To follow Christ as one’s Head means that the Christian joins himself to Christ’s body, the Church. Just as a bodily limb cannot live severed from the body, so impossible is it for a Christian to live severed from a local assembly of believers. Don’t allow the busyness of life — sports, TV, social media, laziness, work, vacations — seize you from the precious Bride of Christ! You need the Church! A local church should reside as the centerpoint of the believer’s life. Biblically, what we observe in Acts is that the believers made the community of believers, preaching, evangelism, and prayer the nucleus, the hub, the priority, the nonnegotiable priority in their lives. God used it. He matured them. They suffered much! He was glorified. Whatever you do: mortify the temptation and part with the thought that you don’t need Christ’s Church! You do!

4) MEDITATING ON TRUTH & EXAMINING YOUR SPIRITUAL CONDITION.
In an astounding verse at the end of 2 Corinthians, Paul writes to a church of believers and pastorally exhorts them to ‘examine themselves and see whether they’re in the faith’ (2 Cor 13.5).
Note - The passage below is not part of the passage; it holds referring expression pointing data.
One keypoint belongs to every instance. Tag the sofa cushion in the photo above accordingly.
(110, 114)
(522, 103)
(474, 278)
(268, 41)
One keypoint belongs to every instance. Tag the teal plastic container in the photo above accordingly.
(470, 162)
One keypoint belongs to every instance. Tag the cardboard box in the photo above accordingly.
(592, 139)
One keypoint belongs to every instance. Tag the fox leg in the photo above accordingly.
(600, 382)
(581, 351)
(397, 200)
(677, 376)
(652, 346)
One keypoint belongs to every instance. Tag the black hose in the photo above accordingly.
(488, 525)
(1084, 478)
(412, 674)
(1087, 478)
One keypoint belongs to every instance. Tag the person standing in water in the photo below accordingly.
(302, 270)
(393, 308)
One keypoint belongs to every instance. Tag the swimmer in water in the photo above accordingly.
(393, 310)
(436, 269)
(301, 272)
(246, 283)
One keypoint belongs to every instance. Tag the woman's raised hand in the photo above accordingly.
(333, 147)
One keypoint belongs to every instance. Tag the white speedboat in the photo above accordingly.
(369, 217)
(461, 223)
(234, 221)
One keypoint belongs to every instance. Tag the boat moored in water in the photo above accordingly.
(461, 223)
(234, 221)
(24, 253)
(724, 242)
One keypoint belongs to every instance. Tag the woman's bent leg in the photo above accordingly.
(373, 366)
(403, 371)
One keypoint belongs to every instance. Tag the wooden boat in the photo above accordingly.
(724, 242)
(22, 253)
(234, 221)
Believers must take spiritual inventory regularly. Where is there sin? Where am I being tempted? Where am I loving self more than loving Christ? Where are my idols? Am I hiding any sin at all in a private corner of my life? Am I loving the brethren? Am I walking in obedience to the truth as I practice righteousness? Am I believing the truth about Christ while submitting to Him and following Him? Let us examine our souls.